Je viens d’avoir les collègues au bout de la prière. Ils sont très agités.

En bas, ils sont furieux. Ils en ont marre qu’on leur envoie les dictateurs complètement amochés. Si j’ai bien compris, ils essaient de faire une équipe de foot avec des dictateurs et ça les dérange de les recevoir en si mauvais état. J’ai promis de faire passer le message.

St-Pierre me tient un peu au courant de ce qui se passe en Haut, même si officiellement je suis en congé sabbatique. Il est dans tous ces états, le pauvre : il paraît que le Nouveau a annoncé une « keynote ». Personne ne sait trop de quoi il s’agit et les explications de St-Isidore et de St-Tropez n’ont pas réussi à convaincre St-Pierre qu’on n’en voulait pas à ses clés.

Pour le calmer, je lui ai proposé de me rejoindre, vu que je devais justement repasser dans sa basilique. J’ai réessayé d’aller voir mon pape. Mais une fois encore, un garde suisse m’a barré la route. Personne ne me connaît, c’est tout de même un monde. Celui-ci parlait français. Je lui ai demandé de me conduire à mon pape, il a refusé, je lui ai dit « Vous ne savez pas à qui vous avez affaire ! » Il ne savait pas, alors j’ai fait deux trois miracles, des trucs simples mais spectaculaires, que le Petit m’a appris. Multiplication des poissons, transformation de l’eau en vin (un Nero d’Avola très fruité, avec des senteurs marquées de sureau et de champignon), les basiques. Le type est tombé à genoux en tremblant, il a écarquillé les yeux et il a bafouillé : « Oh pardon, je ne vous avais pas reconnu, je vous croyais… enfin, j’ai toujours été un très grand fan, Monsieur Garcimore. »
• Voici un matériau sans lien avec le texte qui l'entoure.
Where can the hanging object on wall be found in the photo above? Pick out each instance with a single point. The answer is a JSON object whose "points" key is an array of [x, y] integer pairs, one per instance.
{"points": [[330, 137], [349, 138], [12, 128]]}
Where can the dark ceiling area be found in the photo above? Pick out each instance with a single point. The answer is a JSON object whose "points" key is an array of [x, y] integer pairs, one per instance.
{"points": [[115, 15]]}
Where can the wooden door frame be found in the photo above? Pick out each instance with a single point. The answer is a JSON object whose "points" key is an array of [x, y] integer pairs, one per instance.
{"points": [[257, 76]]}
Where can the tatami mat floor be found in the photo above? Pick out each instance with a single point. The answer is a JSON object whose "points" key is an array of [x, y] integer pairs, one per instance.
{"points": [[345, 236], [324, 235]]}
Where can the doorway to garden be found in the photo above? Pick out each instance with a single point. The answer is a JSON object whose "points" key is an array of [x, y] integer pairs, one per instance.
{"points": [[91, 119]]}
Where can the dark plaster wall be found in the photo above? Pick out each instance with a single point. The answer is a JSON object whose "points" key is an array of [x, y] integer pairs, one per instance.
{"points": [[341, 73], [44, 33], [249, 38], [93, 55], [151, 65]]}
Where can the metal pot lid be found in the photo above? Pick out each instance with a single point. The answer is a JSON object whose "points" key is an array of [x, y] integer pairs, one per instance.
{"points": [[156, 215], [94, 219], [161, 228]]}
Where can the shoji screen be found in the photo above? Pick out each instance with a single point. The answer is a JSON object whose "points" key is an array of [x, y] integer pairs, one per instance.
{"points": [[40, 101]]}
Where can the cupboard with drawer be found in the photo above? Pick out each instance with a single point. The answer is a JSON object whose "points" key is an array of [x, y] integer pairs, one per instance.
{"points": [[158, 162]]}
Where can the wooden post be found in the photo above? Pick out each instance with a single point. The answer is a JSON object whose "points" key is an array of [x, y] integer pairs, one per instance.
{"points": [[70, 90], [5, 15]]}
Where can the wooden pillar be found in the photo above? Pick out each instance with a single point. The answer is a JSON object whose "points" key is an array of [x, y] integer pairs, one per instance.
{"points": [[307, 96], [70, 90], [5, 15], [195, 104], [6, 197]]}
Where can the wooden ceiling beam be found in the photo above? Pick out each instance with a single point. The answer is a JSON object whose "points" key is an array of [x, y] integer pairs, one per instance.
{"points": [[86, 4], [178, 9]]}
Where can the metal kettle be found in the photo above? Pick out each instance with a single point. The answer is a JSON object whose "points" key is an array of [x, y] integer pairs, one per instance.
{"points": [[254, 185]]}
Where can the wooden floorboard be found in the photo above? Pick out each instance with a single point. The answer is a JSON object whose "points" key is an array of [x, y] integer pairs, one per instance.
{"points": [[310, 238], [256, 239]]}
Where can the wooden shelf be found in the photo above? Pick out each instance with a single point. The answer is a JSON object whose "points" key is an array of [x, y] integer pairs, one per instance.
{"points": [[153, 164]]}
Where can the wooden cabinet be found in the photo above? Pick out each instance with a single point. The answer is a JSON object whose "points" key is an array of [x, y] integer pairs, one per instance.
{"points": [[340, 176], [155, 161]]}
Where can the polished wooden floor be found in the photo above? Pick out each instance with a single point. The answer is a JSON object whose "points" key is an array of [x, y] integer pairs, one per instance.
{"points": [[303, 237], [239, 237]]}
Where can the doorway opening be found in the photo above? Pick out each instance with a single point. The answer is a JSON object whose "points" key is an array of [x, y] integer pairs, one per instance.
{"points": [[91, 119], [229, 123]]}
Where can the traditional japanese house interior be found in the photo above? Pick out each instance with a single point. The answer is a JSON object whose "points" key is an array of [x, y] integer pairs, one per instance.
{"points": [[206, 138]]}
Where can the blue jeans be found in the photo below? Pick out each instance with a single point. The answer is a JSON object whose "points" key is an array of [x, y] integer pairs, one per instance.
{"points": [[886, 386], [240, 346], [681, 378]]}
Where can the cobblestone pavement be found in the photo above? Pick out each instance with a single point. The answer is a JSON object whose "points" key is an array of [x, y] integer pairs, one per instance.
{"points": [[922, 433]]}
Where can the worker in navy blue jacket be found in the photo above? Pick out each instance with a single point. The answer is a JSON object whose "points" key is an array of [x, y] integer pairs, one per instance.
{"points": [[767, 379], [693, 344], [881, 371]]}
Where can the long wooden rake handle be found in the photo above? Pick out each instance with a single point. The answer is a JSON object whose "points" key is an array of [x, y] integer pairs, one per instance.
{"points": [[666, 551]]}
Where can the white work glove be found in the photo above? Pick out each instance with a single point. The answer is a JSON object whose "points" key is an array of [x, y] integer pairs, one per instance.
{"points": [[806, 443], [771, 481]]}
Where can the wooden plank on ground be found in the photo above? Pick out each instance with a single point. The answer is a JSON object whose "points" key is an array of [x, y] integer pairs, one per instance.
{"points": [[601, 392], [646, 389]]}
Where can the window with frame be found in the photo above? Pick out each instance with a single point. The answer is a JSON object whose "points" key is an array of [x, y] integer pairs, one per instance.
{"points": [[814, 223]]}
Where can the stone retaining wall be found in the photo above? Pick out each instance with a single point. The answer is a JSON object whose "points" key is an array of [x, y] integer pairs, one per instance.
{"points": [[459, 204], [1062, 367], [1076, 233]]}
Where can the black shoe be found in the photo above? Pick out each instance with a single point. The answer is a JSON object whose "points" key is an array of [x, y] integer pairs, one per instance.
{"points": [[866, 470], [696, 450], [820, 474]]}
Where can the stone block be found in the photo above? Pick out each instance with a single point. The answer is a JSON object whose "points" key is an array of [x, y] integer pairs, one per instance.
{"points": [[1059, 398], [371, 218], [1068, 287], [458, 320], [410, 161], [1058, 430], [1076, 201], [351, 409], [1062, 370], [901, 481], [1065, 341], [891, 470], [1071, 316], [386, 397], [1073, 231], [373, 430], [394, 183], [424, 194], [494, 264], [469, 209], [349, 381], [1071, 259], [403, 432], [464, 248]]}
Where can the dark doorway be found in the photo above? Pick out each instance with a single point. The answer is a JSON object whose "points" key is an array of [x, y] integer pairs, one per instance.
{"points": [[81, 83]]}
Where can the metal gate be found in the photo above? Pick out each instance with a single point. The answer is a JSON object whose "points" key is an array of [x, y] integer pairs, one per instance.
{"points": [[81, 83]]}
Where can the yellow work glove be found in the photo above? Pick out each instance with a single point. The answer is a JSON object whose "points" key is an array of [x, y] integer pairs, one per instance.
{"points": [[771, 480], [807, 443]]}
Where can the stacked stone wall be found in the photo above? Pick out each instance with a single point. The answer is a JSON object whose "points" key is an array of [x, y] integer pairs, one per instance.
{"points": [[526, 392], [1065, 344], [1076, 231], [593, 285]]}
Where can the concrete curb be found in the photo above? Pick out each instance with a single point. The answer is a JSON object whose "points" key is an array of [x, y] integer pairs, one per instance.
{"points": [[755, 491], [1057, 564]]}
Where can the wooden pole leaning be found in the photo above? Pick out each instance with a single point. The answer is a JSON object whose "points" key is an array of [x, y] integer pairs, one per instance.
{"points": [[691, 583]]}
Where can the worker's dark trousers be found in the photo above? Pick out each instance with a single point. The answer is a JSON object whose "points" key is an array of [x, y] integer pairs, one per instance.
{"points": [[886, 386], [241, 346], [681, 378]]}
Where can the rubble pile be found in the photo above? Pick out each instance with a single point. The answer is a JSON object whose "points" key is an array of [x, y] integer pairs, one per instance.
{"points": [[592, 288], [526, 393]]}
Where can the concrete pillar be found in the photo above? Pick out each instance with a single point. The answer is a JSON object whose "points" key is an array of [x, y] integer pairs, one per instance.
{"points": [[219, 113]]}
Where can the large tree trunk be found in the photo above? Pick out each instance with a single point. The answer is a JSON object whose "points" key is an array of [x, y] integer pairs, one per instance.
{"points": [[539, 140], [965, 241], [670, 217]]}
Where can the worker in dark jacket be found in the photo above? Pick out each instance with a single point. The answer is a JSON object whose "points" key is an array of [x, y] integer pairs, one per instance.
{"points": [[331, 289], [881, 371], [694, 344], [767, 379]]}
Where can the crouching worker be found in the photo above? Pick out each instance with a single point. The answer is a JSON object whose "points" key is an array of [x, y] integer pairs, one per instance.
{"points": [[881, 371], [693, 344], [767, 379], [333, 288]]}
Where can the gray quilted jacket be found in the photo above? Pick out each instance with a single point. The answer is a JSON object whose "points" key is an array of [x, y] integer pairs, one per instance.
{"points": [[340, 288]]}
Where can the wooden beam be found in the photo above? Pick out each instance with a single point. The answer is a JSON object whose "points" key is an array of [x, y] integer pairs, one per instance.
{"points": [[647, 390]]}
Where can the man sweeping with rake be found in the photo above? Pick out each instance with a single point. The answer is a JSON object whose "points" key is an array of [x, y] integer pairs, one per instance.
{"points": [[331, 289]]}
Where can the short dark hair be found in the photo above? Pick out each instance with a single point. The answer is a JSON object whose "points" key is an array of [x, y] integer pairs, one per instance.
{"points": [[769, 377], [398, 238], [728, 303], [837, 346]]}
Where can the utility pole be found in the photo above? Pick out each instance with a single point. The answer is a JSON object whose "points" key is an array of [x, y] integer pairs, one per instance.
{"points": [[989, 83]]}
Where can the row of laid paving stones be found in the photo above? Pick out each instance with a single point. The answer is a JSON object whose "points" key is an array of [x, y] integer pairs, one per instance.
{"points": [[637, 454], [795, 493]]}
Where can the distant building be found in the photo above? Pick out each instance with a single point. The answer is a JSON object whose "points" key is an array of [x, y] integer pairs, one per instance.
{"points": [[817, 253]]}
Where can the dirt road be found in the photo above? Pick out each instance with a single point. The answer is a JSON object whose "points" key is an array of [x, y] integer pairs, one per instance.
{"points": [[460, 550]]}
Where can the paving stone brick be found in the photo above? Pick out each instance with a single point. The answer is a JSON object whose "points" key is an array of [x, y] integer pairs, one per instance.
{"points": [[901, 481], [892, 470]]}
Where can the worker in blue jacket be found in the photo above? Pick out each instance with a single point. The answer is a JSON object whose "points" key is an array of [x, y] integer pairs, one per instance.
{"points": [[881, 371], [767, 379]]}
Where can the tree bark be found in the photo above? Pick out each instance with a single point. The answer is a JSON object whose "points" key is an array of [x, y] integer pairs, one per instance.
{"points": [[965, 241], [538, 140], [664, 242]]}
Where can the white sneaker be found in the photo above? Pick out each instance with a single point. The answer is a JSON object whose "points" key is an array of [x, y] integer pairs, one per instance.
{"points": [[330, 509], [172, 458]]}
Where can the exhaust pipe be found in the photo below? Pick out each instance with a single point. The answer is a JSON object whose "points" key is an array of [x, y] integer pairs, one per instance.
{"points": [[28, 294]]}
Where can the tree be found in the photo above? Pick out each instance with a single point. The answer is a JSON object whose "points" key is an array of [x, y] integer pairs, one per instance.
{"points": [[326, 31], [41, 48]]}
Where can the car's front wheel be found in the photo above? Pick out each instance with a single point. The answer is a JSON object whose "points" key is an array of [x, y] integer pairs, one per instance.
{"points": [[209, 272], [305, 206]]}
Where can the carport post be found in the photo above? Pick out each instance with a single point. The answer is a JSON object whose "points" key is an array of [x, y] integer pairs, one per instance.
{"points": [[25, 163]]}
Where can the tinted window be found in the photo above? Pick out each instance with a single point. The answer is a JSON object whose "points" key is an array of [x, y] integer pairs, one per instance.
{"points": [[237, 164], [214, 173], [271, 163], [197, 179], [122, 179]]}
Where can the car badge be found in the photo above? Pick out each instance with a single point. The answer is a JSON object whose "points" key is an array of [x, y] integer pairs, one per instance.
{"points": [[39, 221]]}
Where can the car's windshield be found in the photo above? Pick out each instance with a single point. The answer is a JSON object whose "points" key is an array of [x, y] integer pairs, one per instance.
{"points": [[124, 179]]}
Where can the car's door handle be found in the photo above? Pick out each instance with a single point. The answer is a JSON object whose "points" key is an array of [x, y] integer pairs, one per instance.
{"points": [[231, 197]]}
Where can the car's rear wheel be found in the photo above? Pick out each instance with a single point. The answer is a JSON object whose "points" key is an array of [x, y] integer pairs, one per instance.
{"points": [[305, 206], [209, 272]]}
De fil en aiguille, je n’ai toujours pas rencontré mon pape. Mais je donne des petits spectacles de magie tous les soirs. Ça marche plutôt bien, et ça tombe bien parce que je ne sais faire apparaître que les pluies d’or. Les Euros, impossible, je n’y arrive pas. Du coup, depuis que j’ai pris forme humaine, je me nourris de pain et de poissons, ça lasse.